ABUS DE LA SEMAINE N° 4551 : Le cabinet François Querrec Immobilier : pourquoi faire simple quand on peut faire compliqué

10/09/2019 Abus

Décidemment, il y a vraiment des abus que l’on a du mal à écrire tellement on ne comprend pas comment ils peuvent exister.

Parfois, il ne s’agit pas forcément de malhonnêteté ou d’un manque de connaissance des textes légaux et règlementaires, mais, dirons-nous, d’un laisser-aller, nous faisant nous interroger si le syndic est motivé par son métier ou bien s’il le fait en dépit de cause.

En effet, nous allons présenter un abus improbable du cabinet Françoise Querrec Immobilier qu’il fallait inventer.

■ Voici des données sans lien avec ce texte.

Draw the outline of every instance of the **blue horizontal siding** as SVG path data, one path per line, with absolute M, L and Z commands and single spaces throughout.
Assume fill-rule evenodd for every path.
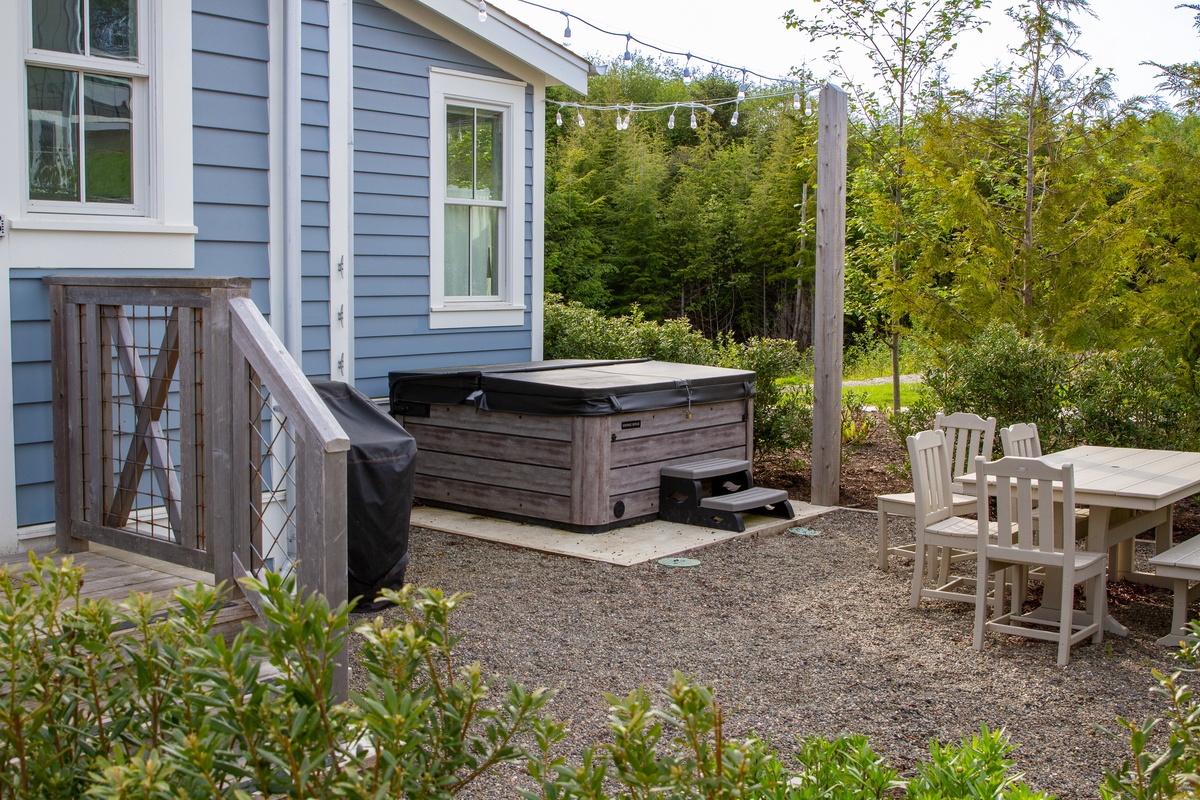
M 373 0 L 354 5 L 355 376 L 386 393 L 388 370 L 528 359 L 529 314 L 520 326 L 429 328 L 429 69 L 510 77 Z M 527 238 L 532 285 L 533 96 L 524 109 Z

Avant cela, reprécisons les dispositions réglementaire en matière de visite de l’immeuble par le syndic et de réunion avec le conseil syndical.

I. Des informations figurant distinctement dans le contrat type

Le point 7.1 du contrat type doit préciser le nombre de visites sur l’immeuble que le syndic doit assurer au cours de l’année en mentionnant d’une part si elles se réalisent avec ou sans la présence du président du conseil syndical et d’autre part si à la suite est établi ou non un rapport.

Par ailleurs, le point 7.1.3 du contrat précise le nombre de réunions du syndic avec le conseil syndical.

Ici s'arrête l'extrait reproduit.